EspoTek’s Labrador is an excellent single board, all-in-one USB oscilloscope / signal generator / power supply / logic analyzer / multimeter with a cross-platform Qt5-based GUI frontend. It is especially useful for use with Raspberry Pi-series computers. It works out of the box on RPi3 and earlier models, but unfortunately, as-shipped, RPi4 has a firmware bug which prevents Labrador from working.
To fix the unfortunate situation, you need to update the RPi4’s firmware to the latest version with a tool called rpi-eeprom.

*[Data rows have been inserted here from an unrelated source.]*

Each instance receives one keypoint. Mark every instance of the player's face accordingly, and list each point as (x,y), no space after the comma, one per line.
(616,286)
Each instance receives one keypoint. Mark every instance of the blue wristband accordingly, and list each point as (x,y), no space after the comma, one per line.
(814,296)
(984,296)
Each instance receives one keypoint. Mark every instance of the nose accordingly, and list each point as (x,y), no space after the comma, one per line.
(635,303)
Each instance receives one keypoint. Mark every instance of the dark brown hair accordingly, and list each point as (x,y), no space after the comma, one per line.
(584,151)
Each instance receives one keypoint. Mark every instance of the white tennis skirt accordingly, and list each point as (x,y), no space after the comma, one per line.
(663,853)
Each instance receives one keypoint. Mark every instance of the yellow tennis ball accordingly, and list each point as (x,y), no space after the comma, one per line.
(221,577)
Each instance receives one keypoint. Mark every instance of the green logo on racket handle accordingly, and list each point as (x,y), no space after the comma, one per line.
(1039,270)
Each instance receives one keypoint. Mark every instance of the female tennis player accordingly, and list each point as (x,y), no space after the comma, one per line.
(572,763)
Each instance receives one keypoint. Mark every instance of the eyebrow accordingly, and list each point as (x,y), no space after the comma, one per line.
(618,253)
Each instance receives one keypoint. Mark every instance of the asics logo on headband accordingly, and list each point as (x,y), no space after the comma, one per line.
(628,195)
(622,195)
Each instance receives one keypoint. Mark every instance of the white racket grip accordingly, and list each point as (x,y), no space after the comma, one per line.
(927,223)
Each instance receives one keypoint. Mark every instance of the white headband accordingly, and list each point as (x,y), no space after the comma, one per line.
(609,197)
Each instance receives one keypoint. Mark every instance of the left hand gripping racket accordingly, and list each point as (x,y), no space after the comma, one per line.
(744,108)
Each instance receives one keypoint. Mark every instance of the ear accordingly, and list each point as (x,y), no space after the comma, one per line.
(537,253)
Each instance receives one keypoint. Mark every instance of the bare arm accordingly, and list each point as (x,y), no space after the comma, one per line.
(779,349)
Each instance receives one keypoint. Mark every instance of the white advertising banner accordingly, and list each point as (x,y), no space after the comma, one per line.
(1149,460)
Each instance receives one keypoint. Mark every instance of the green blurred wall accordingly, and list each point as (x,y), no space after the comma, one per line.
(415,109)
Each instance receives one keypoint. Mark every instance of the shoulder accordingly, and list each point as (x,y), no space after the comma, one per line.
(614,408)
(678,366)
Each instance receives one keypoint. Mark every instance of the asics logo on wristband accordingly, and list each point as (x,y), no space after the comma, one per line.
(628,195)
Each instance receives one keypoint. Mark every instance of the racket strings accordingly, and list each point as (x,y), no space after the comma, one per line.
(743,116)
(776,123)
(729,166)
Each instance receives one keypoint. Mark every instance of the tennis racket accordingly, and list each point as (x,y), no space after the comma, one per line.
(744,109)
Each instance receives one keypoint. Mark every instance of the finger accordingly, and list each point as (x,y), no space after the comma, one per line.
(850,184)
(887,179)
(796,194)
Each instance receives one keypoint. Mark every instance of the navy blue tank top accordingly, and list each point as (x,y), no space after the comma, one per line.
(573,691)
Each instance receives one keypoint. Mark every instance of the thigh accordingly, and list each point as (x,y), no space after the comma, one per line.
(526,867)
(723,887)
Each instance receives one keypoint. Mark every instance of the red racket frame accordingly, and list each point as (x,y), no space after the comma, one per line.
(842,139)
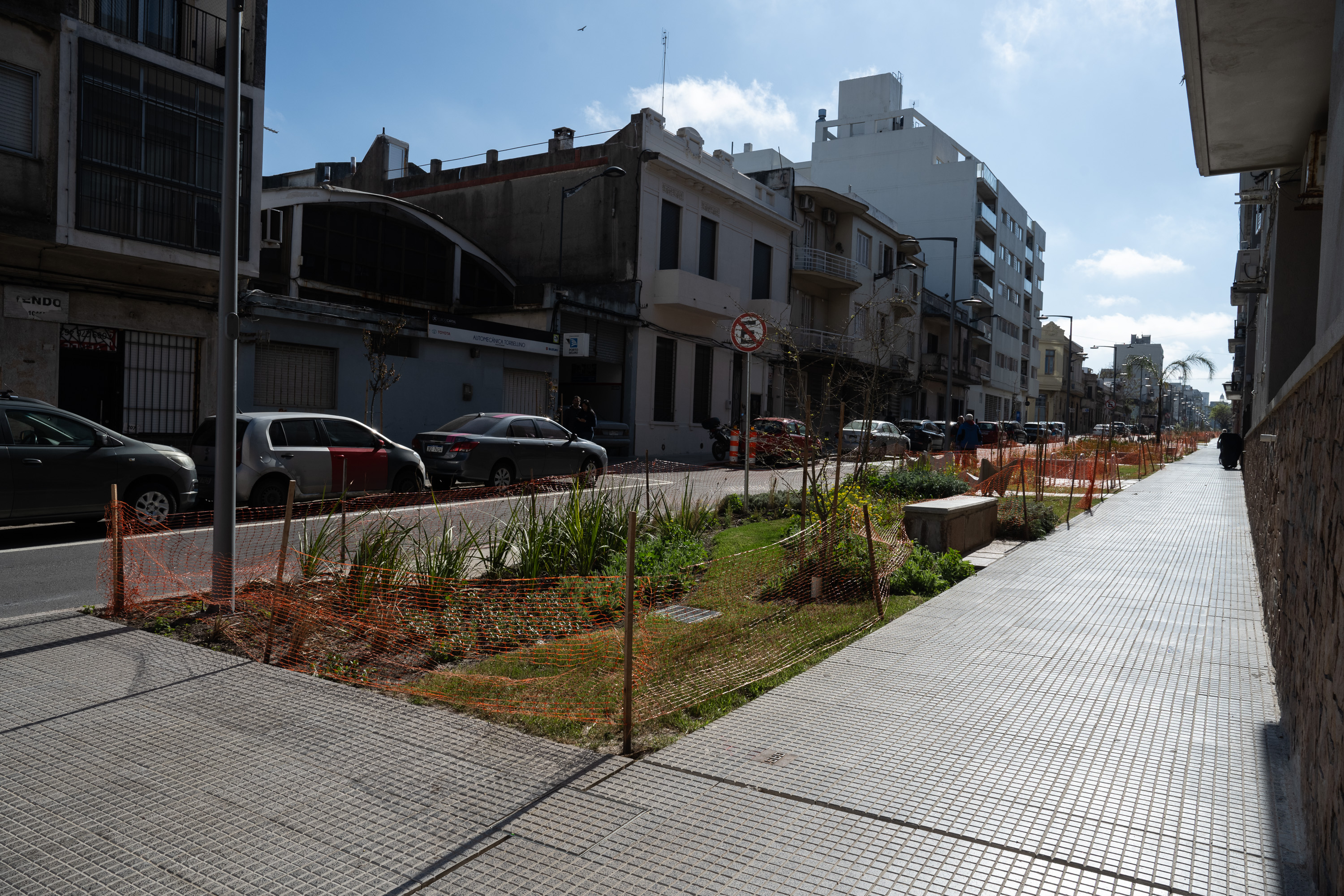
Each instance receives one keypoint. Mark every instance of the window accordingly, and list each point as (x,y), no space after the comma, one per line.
(349,435)
(761,273)
(296,435)
(523,429)
(151,151)
(18,111)
(709,246)
(377,253)
(52,431)
(295,377)
(664,381)
(396,160)
(670,238)
(703,388)
(863,250)
(159,383)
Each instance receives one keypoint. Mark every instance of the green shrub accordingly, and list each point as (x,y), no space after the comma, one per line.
(926,574)
(913,482)
(1039,520)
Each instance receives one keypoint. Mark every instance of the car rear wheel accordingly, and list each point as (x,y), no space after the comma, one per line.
(271,492)
(502,474)
(409,481)
(152,503)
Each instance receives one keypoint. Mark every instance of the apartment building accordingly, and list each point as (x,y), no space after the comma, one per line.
(1264,109)
(656,260)
(936,187)
(111,162)
(851,328)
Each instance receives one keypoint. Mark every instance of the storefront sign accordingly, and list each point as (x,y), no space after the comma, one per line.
(37,304)
(518,339)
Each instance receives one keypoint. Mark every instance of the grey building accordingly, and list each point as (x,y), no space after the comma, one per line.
(111,147)
(936,187)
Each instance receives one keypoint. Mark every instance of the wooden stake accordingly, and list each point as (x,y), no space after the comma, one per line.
(119,570)
(873,563)
(629,634)
(280,569)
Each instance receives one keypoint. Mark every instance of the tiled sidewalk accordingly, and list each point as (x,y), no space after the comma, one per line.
(1086,715)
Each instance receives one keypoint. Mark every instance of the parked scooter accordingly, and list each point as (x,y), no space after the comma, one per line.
(719,435)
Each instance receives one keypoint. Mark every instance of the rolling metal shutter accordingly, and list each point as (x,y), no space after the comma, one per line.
(295,377)
(525,393)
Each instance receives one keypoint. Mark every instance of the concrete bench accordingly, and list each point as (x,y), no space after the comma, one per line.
(964,523)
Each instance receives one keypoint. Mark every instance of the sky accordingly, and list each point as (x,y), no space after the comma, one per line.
(1076,105)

  1. Make sure your system is up-to-date, and install rpi-eeprom.
  2. Change FIRMWARE_RELEASE_STATUS="critical" to "stable" in /etc/default/rpi-eeprom-update.
  3. Run rpi-eeprom-update to check the status of the firmware. The result should look somewhat like this:

    BCM2711 detected
    Dedicated VL805 EEPROM detected
    BOOTLOADER: up-to-date
    CURRENT: to 3.9.2020 12.11.43 +0000 (1599135103)
     LATEST: to 3.9.2020 12.11.43 +0000 (1599135103)
     FW DIR: /lib/firmware/raspberrypi/bootloader/stable
    VL805: up-to-date
    CURRENT: 000138a1
     LATEST: 000138a1

    The current VL805 firmware version is the important one here, if it is older than 000138a1, you have to update the firmware.

  4. The actual update happens when you then run rpi-eeprom-update with the -d switch (i.e. rpi-eeprom-update -d). The new firmware binaries are loaded during the following reboot. Ensure that the update was succesful by checking again with rpi-eeprom-update after rebooting.

For Arch Linux / Arch Linux ARM users:

I uploaded a Git version of Labrador GUI for Arch Linux to AUR. It supports 32-bit and 64-bit x86 architecture and several ARM versions (armv6h, armv7h, aarch64).